Gli investitori tornano a concentrarsi sull'impatto degli investimenti dell'intelligenza artificiale. Sul fronte valutario il dollaro continua a indebolirsi. L'euro sale a 1,1717 sul biglietto verde.

L'indice stoxx 600 sale dell'1,1%, dopo l'avvio positivo di Wall Street. Maglia rosa per Milano (+1,5%), In netto rialzo Parigi (+1,2%), Francoforte (+1,1%), Madrid (+1%) e Londra (+0,5%). I principali listini sono sostenuti dalle banche banche (+1,5%) e dalle assicurazioni (+0,7%). Avanza anche il comparto tecnologico (+1,4%), le auto (+1,7%) e il lusso (+1,1%). Bene le utility (+0,9%), con il prezzo del gas in calo. Ad Amsterdam le quotazioni cedono il 4,3% a 37,53 euro al megawattora. Giù l'energia (-0,9%), con il petrolio che scivola. Il Wti scende a 59,96 dollari al barile (-1,1%) e il Brent a 64,51 dollari (-1%).

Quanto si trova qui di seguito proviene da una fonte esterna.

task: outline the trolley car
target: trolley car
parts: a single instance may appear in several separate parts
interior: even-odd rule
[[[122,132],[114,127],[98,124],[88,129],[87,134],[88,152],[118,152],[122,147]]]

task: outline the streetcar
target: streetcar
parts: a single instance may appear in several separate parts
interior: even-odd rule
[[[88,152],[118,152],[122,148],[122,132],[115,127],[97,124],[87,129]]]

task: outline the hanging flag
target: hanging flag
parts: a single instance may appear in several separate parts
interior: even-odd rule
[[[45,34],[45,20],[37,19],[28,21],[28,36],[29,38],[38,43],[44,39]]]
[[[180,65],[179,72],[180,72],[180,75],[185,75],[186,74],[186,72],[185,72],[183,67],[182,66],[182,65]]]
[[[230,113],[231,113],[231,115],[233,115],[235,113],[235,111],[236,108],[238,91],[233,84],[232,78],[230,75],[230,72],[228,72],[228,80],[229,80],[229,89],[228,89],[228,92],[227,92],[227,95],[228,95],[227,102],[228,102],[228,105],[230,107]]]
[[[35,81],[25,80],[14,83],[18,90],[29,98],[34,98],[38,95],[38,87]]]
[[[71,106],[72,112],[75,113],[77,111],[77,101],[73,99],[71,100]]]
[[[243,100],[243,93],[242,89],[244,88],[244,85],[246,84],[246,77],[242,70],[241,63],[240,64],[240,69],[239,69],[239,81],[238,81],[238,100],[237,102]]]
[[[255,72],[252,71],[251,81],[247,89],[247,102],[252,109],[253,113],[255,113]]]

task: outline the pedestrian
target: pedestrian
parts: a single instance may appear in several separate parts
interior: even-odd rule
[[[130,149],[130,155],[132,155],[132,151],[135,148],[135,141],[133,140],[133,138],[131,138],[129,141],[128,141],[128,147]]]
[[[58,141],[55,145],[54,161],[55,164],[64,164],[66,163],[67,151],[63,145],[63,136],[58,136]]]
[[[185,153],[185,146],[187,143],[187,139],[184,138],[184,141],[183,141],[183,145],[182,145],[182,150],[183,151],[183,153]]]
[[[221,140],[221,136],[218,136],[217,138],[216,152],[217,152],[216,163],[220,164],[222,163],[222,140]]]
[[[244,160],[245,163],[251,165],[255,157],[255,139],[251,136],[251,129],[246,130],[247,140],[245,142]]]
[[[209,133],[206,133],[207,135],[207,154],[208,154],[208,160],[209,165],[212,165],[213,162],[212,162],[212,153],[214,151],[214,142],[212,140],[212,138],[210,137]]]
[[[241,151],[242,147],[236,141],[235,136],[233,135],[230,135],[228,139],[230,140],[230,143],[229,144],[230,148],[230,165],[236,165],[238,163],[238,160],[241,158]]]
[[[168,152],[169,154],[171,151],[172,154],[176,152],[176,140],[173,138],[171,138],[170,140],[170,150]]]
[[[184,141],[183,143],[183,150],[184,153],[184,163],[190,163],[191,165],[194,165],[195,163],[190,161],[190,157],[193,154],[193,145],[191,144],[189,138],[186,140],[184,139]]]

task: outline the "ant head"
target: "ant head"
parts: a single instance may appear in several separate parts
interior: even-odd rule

Non si arresta la corsa dell'oro. Il metallo prezioso guadagna lo 0,2% a 4.839 dollari l'oncia. Sale anche l'argento a 94 dollari (+0,2%). In flessione i titoli di Stato. Lo spread tra Btp e Bund scende a 62 punti, con il rendimento del decennale italiano al 3,50%.